Would capping the framerate and Freesync take pressure off of the meager 8GB of RAM? It's AMD Chill and maybe Nvidia global framerate cap? (Skipping buying 32GB for not much money now with a 3080 or something out of balance with 8GB RAM)
Yeah, the amount of people with 8 GB ram and an RTX 3080 level of card had to be miniscule.

However, there are likely plenty with a 16 GB ddr4 system who are holding off upgrading their Ram until their new ddr5 system.

Curious to know what setting alleviate ram demands on games like Hogwarts where 16 GB is not enough. Does SAM help if they have vram to spare?
 
It is also incredibly important to not cheap out on slow RAM when aiming for high performance. I really hope DDR5 will bring in a new baseline that DDR4 didn't do at first. DDR4 2400 is still really common to see in some gaming systems.
 
Well, 4 year necro, but it looks like 16gb is no longer sufficient at least for Hogwarts Legacy on a RTX 3080.

For most games 16 GB still manages to do the trick while some games are fine with as low as 8 GB (though I doubt any 3080 owners have 8 GB ram :p)

Most recent Steam survey shows most have 16 GB at 52% of the survey. Surprisingly, more survey had 8 GB than 32 GB.

That's because Hogwarts and other recent titles have poorly optimised memory usage, or outright memory leaks, this is known news now.

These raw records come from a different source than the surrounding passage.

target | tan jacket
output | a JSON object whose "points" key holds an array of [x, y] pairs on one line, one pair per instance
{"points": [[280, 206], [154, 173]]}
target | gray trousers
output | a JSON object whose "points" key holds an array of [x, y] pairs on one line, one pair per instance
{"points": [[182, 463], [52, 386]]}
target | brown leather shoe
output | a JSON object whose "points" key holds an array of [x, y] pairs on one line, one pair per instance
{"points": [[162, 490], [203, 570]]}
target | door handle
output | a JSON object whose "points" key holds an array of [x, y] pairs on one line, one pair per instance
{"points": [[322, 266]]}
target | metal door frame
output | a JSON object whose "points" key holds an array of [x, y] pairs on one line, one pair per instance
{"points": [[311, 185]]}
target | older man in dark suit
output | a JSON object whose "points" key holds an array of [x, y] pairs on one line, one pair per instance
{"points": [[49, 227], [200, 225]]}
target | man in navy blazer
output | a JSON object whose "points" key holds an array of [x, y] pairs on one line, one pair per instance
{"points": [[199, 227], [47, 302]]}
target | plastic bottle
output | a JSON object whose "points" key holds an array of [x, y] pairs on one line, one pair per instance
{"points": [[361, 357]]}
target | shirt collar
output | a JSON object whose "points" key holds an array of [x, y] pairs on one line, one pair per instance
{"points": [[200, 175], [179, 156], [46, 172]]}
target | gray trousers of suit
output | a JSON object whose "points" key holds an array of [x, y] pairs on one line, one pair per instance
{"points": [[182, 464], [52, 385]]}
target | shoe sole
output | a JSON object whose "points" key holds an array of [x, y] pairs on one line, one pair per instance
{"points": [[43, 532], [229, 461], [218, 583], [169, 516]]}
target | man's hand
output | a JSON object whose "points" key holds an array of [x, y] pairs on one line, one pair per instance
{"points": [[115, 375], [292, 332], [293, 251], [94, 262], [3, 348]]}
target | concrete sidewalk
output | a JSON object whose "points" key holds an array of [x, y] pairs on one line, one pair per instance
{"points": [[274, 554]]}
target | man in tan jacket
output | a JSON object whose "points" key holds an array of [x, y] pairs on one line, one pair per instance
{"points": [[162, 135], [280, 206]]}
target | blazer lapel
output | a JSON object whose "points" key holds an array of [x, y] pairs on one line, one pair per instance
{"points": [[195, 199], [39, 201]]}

Games like Cyberpunk are massive openworld titles running all the raytraced tech available today, and now path tracing with visuals and a city that's mostly "alive" as far as the eye can see, yet it barely uses 6GB of system ram at 3440x1440 Ultra path traced settings.... That is proof that when an engine is finally optimised well, system RAM use by the game alone is merely trivial as it's so low.

Here is Cyberpunk running on my 4090/12700KF/64GB build:

NJzn23V.jpg


1684436017366.png



4.6GB of RAM use.... lol.

We and tech outlets should NOT be normalising this sort of lazy behaviour shown by many developers these days.
 
I went 32G this upgrade cycle just because the ddr5 prices dropped and it seemed to be the sweet spot for price and capacity.. I’ve had 16G rigs forever and this is my first 32G rig ever.